Each year, we remind ourselves to focus on the real meaning of the holidays. We try our darnedest to appreciate the spirit of the season and avoid getting swept up in the tinsel and lights.
But it’s getting harder and harder to tell what’s fake and what’s real.
This is also true when it comes to marketing. “Authenticity” is still a big buzzword, but many of us aren’t sure what it means anymore. I confess to being suspicious of anything that is so heartfelt it smacks of false sincerity – whether it’s in a TV ad, a Facebook live video, or an Instagram Story.
And yet – right now marketing is all about connection. And as Brené Brown says in her famous TEDtalk, “…in order for connection to happen, we have to allow ourselves to be seen – really seen.”

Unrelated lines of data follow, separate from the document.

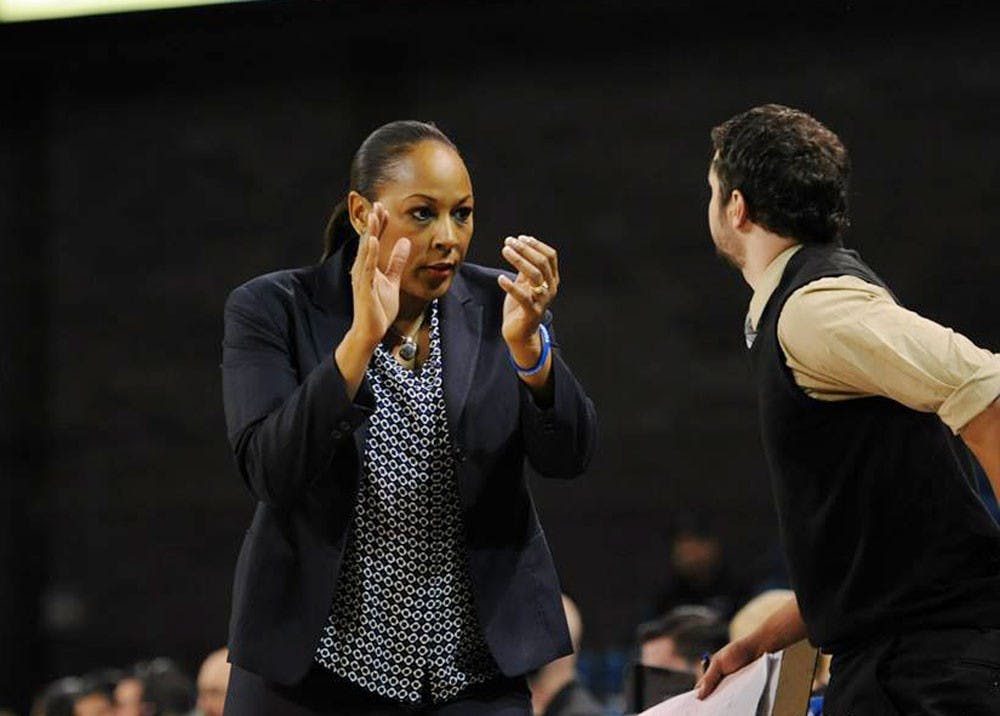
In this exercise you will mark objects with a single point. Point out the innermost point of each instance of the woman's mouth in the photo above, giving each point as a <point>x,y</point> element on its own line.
<point>440,270</point>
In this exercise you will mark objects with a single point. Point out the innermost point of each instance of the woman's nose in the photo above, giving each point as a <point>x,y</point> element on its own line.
<point>446,237</point>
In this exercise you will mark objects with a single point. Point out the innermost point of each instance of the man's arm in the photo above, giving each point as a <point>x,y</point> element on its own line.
<point>782,629</point>
<point>982,435</point>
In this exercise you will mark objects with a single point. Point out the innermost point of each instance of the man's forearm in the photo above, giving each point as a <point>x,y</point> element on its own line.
<point>982,435</point>
<point>780,630</point>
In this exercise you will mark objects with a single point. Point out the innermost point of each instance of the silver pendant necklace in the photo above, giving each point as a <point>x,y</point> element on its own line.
<point>408,347</point>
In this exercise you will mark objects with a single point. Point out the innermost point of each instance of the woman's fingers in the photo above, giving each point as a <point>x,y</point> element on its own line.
<point>358,267</point>
<point>381,219</point>
<point>523,265</point>
<point>397,260</point>
<point>534,263</point>
<point>550,255</point>
<point>520,294</point>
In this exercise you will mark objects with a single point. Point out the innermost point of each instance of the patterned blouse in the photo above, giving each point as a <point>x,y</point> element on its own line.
<point>403,624</point>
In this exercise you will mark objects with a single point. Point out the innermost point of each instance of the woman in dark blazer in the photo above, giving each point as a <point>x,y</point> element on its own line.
<point>380,407</point>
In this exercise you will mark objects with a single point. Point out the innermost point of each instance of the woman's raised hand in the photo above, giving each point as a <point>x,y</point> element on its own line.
<point>528,296</point>
<point>376,294</point>
<point>376,300</point>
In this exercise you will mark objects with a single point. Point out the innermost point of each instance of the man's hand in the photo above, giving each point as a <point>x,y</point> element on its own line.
<point>731,658</point>
<point>783,628</point>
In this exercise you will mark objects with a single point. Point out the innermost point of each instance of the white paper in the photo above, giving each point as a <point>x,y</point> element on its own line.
<point>739,694</point>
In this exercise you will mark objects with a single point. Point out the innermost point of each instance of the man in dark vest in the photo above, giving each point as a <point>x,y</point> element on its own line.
<point>894,561</point>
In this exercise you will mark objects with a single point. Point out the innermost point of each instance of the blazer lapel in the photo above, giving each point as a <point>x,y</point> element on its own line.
<point>462,333</point>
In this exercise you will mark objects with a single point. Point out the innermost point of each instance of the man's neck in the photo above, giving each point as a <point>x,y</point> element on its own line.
<point>762,247</point>
<point>548,683</point>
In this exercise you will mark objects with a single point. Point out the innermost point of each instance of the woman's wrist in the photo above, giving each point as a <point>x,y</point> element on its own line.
<point>352,355</point>
<point>526,352</point>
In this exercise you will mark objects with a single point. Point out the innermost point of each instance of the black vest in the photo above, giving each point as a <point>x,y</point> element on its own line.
<point>882,529</point>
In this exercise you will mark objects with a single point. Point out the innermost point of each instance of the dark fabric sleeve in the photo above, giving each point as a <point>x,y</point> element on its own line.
<point>284,434</point>
<point>559,440</point>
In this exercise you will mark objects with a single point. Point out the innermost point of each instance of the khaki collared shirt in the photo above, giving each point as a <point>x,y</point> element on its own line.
<point>845,338</point>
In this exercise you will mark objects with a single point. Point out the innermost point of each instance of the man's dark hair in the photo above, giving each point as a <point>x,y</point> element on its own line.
<point>791,170</point>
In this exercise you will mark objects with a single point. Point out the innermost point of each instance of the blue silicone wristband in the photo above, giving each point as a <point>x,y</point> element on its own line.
<point>546,348</point>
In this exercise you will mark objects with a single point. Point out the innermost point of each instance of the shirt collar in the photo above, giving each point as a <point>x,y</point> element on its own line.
<point>769,281</point>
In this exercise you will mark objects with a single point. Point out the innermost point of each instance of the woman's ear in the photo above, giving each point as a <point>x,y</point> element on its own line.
<point>357,211</point>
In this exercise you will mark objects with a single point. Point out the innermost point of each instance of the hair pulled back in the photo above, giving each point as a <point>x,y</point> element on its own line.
<point>371,167</point>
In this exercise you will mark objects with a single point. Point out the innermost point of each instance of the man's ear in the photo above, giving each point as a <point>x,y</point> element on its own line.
<point>737,211</point>
<point>357,210</point>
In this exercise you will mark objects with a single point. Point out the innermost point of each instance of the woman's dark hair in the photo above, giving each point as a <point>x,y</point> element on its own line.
<point>371,166</point>
<point>792,171</point>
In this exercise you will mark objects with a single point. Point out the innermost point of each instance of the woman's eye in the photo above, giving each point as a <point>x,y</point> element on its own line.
<point>422,213</point>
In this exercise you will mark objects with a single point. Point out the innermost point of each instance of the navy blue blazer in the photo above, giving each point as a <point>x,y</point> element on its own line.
<point>298,442</point>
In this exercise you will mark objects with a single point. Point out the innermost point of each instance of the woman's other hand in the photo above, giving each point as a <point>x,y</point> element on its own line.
<point>528,296</point>
<point>376,294</point>
<point>376,299</point>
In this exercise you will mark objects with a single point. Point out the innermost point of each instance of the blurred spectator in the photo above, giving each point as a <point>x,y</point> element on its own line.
<point>554,688</point>
<point>213,678</point>
<point>106,680</point>
<point>697,573</point>
<point>155,688</point>
<point>677,640</point>
<point>753,614</point>
<point>73,696</point>
<point>670,654</point>
<point>128,697</point>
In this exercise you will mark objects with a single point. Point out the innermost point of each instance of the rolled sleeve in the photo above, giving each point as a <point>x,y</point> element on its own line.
<point>845,338</point>
<point>972,397</point>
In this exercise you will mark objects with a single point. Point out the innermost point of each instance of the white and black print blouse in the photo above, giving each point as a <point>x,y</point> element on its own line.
<point>403,624</point>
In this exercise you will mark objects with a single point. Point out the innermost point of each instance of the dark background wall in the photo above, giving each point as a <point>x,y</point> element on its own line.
<point>150,163</point>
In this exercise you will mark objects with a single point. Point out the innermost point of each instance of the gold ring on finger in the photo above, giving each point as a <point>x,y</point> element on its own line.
<point>541,289</point>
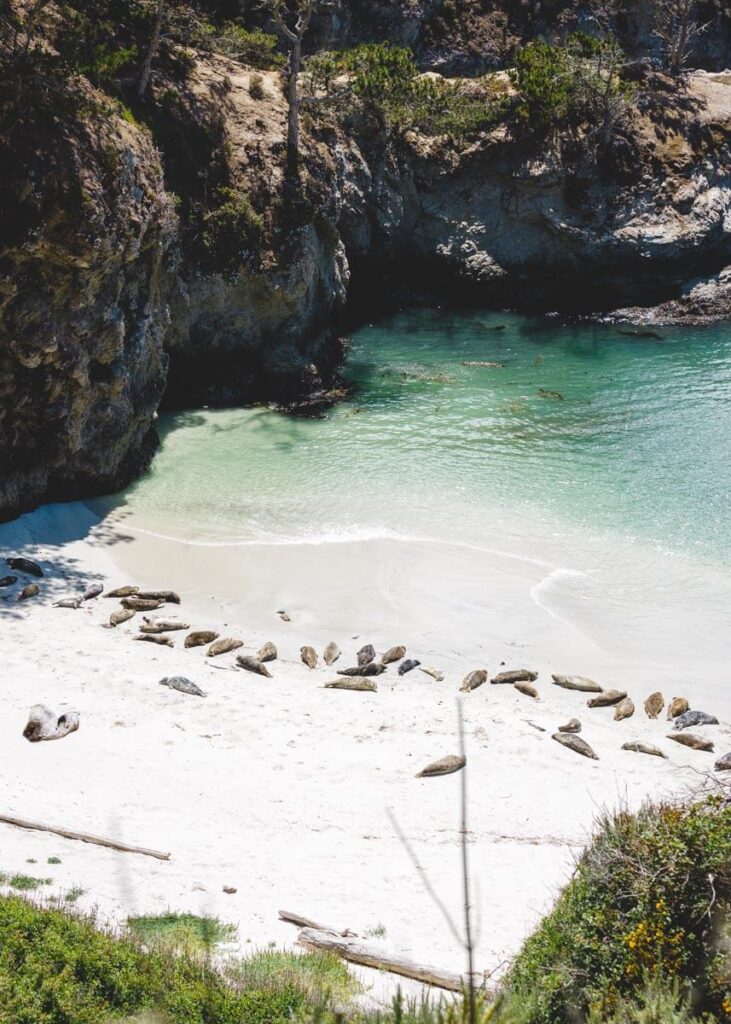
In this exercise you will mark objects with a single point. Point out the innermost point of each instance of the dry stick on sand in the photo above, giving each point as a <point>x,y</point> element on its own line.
<point>84,838</point>
<point>355,952</point>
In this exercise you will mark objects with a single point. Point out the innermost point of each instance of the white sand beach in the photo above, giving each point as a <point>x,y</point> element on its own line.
<point>282,788</point>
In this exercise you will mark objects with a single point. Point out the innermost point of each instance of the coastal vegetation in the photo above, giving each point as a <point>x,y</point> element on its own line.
<point>640,935</point>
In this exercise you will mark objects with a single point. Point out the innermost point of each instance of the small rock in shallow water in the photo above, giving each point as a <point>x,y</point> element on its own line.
<point>640,748</point>
<point>688,739</point>
<point>654,705</point>
<point>308,655</point>
<point>444,766</point>
<point>223,646</point>
<point>183,684</point>
<point>573,725</point>
<point>678,706</point>
<point>472,680</point>
<point>26,565</point>
<point>576,683</point>
<point>253,665</point>
<point>690,718</point>
<point>515,676</point>
<point>574,743</point>
<point>606,698</point>
<point>367,654</point>
<point>199,638</point>
<point>393,654</point>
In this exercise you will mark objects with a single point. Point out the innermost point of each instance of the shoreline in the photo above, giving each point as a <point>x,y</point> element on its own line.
<point>280,787</point>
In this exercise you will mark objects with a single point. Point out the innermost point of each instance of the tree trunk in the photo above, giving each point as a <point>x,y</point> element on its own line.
<point>152,50</point>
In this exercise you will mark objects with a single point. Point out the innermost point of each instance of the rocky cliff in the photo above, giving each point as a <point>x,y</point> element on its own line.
<point>152,262</point>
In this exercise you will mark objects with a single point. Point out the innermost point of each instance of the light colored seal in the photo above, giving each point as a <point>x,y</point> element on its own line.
<point>352,683</point>
<point>253,665</point>
<point>199,638</point>
<point>678,706</point>
<point>223,646</point>
<point>640,748</point>
<point>654,705</point>
<point>688,739</point>
<point>331,653</point>
<point>515,676</point>
<point>576,683</point>
<point>444,766</point>
<point>308,655</point>
<point>183,684</point>
<point>472,680</point>
<point>573,725</point>
<point>393,654</point>
<point>626,709</point>
<point>606,698</point>
<point>367,654</point>
<point>267,652</point>
<point>574,743</point>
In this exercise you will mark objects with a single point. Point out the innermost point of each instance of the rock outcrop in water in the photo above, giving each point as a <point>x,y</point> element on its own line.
<point>157,262</point>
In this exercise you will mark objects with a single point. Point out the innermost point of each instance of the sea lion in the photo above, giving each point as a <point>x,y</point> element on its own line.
<point>223,646</point>
<point>639,748</point>
<point>121,615</point>
<point>374,669</point>
<point>576,683</point>
<point>253,665</point>
<point>688,739</point>
<point>169,596</point>
<point>163,641</point>
<point>690,718</point>
<point>183,684</point>
<point>331,653</point>
<point>267,652</point>
<point>472,680</point>
<point>574,742</point>
<point>573,725</point>
<point>140,603</point>
<point>654,705</point>
<point>352,683</point>
<point>434,673</point>
<point>308,655</point>
<point>626,709</point>
<point>366,654</point>
<point>678,706</point>
<point>606,698</point>
<point>515,676</point>
<point>26,565</point>
<point>199,638</point>
<point>393,654</point>
<point>444,766</point>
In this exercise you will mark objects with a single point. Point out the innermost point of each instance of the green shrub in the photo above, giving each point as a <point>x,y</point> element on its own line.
<point>644,906</point>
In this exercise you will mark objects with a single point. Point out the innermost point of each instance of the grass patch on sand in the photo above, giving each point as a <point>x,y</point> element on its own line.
<point>180,933</point>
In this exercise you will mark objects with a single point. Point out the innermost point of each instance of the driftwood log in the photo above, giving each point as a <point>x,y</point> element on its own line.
<point>83,837</point>
<point>45,724</point>
<point>355,952</point>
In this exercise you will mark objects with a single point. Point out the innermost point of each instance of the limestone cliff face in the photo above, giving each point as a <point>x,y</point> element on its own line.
<point>87,257</point>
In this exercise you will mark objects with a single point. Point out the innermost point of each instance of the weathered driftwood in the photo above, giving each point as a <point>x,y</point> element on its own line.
<point>355,952</point>
<point>297,919</point>
<point>45,724</point>
<point>83,838</point>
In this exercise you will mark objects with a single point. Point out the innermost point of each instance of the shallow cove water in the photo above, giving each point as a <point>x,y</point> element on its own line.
<point>491,476</point>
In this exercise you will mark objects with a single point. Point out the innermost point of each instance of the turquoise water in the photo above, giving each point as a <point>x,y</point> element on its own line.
<point>577,429</point>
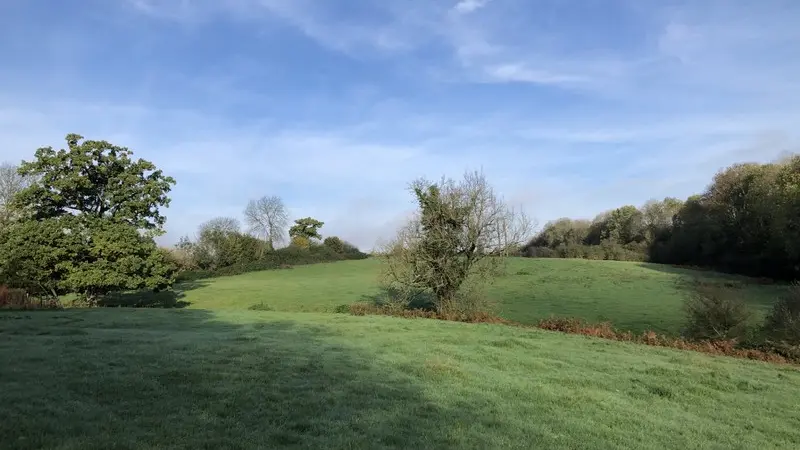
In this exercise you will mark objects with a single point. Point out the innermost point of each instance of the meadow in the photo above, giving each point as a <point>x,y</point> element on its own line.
<point>183,378</point>
<point>262,360</point>
<point>633,296</point>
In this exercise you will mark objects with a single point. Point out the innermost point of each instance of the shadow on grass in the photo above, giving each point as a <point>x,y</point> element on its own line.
<point>170,298</point>
<point>190,381</point>
<point>708,273</point>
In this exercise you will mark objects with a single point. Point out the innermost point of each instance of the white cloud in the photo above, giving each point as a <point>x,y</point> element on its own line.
<point>699,88</point>
<point>468,6</point>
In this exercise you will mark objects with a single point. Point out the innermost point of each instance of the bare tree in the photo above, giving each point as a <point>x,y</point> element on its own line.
<point>220,224</point>
<point>458,241</point>
<point>11,182</point>
<point>267,218</point>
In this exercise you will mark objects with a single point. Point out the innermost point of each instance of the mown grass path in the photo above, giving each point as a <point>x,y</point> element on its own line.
<point>154,378</point>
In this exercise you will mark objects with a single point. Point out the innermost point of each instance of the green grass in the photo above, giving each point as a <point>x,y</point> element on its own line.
<point>633,296</point>
<point>182,378</point>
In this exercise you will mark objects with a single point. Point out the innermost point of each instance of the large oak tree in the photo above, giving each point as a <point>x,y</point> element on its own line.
<point>88,221</point>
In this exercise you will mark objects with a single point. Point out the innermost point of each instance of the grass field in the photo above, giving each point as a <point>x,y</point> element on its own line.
<point>183,378</point>
<point>632,296</point>
<point>217,374</point>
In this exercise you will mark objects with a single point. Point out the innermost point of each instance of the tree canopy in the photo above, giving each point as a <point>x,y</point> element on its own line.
<point>95,179</point>
<point>87,222</point>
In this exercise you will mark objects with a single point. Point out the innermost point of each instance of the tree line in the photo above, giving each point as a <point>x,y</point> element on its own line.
<point>747,221</point>
<point>84,219</point>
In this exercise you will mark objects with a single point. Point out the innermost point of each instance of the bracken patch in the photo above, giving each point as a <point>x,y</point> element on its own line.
<point>603,330</point>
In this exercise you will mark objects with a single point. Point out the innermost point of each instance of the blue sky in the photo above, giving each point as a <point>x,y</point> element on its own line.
<point>569,107</point>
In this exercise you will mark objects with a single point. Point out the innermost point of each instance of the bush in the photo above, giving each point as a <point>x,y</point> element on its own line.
<point>282,258</point>
<point>783,322</point>
<point>19,299</point>
<point>716,313</point>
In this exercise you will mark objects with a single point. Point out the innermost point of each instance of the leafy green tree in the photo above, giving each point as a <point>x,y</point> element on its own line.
<point>267,218</point>
<point>114,256</point>
<point>624,225</point>
<point>89,219</point>
<point>95,179</point>
<point>11,182</point>
<point>220,243</point>
<point>306,228</point>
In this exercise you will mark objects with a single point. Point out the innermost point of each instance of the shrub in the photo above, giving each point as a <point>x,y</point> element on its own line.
<point>716,313</point>
<point>783,322</point>
<point>11,298</point>
<point>300,242</point>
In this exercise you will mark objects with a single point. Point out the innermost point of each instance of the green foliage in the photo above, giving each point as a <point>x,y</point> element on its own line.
<point>457,245</point>
<point>746,221</point>
<point>221,244</point>
<point>783,322</point>
<point>346,382</point>
<point>300,242</point>
<point>95,179</point>
<point>81,222</point>
<point>716,313</point>
<point>306,227</point>
<point>11,182</point>
<point>278,259</point>
<point>35,255</point>
<point>61,254</point>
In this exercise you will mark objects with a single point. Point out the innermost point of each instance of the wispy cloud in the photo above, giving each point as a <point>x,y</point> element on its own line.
<point>337,108</point>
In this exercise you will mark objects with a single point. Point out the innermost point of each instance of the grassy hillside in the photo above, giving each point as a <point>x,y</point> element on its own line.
<point>153,378</point>
<point>633,296</point>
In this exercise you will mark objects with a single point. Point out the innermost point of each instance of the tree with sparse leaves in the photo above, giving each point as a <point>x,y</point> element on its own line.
<point>11,182</point>
<point>305,230</point>
<point>95,179</point>
<point>89,220</point>
<point>267,218</point>
<point>458,241</point>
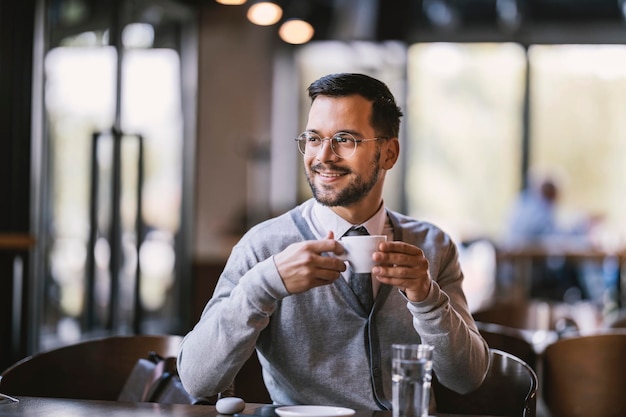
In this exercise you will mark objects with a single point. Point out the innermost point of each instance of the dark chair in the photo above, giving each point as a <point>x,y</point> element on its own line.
<point>509,389</point>
<point>95,369</point>
<point>511,340</point>
<point>586,375</point>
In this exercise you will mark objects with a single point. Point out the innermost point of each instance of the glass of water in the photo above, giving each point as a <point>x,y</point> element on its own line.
<point>411,374</point>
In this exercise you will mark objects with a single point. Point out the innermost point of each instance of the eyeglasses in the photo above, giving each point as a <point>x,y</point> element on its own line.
<point>342,144</point>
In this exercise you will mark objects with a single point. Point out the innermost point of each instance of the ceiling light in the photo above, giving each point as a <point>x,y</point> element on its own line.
<point>265,13</point>
<point>231,2</point>
<point>296,31</point>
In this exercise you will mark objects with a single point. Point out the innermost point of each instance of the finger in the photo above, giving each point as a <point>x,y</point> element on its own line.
<point>399,247</point>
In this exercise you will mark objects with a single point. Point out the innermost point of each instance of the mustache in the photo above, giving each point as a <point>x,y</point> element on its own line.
<point>331,167</point>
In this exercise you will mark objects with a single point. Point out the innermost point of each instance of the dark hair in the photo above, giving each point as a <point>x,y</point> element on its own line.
<point>385,112</point>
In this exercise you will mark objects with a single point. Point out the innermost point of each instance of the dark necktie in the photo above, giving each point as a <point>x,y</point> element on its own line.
<point>361,284</point>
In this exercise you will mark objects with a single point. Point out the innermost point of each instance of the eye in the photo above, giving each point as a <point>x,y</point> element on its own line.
<point>311,138</point>
<point>344,138</point>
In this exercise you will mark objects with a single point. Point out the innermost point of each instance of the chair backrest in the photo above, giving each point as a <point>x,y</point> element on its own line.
<point>509,389</point>
<point>586,375</point>
<point>510,340</point>
<point>95,369</point>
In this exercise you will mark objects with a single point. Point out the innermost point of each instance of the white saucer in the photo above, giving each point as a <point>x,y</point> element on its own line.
<point>314,411</point>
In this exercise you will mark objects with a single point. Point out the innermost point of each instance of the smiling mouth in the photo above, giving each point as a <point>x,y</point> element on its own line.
<point>330,174</point>
<point>329,171</point>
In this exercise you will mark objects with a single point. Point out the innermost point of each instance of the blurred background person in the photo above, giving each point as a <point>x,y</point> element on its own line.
<point>534,226</point>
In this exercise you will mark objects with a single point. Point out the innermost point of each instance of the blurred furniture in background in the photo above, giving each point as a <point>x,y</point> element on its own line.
<point>478,261</point>
<point>508,339</point>
<point>94,369</point>
<point>509,389</point>
<point>537,315</point>
<point>518,277</point>
<point>586,375</point>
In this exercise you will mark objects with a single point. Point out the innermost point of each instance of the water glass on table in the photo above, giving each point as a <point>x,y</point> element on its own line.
<point>411,375</point>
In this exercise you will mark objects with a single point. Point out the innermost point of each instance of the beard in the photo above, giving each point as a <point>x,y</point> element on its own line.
<point>354,192</point>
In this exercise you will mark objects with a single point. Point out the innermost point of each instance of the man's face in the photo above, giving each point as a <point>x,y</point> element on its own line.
<point>343,181</point>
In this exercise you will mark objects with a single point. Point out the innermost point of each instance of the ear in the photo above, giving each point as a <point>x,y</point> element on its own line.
<point>390,153</point>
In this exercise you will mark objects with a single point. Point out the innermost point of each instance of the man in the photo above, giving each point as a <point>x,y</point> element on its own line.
<point>285,292</point>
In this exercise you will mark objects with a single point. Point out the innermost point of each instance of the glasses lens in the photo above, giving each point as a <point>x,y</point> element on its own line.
<point>343,144</point>
<point>309,143</point>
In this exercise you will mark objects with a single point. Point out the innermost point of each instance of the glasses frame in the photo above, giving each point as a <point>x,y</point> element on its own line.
<point>333,142</point>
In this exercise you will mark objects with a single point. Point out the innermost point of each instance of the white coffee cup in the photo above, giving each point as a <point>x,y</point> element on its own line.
<point>359,251</point>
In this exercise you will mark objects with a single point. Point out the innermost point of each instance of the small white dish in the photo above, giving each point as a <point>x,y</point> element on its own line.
<point>314,411</point>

So whether you’re flying solo or marketing a mega brand, you’ve got to be willing to let go of who you think you should be – and be more of who you really are – if you want to create a meaningful connection with your tribe.
“Be Human” always tops my list of tips for writing better brand stories. Like any good novel, your audience needs to care about the characters in your story and what happens to them in order to keep turning the pages. So you need to be honest and empathetic. You need to be vulnerable. And you need to engage the vulnerability of your audience.
Being “real” doesn’t mean spilling your entire life story on LinkedIn or pouring your heart out in your blog.
But it does mean tapping into what you and others value about you. It means defining what kind of relationship you want to have with your clients or customers – and what you want them to experience when they work with you or use your product or service.
It means not simply sharing a story about what happened to you – but how it made you think. Or better yet – how it made you feel. And it means putting thought behind the words you use to tell these stories.
This takes work – and for many of us, it takes tremendous courage. We’re afraid of offending or disappointing others. Afraid people won’t like us. Afraid we’ll let on that we’re not perfect.
Well guess what? No one’s perfect. And it’s impossible to please everyone. But by being truly authentic, you’ll connect with the people that matter.
So let this be the year you give the gift of being more you. To everyone you do business with – and to yourself.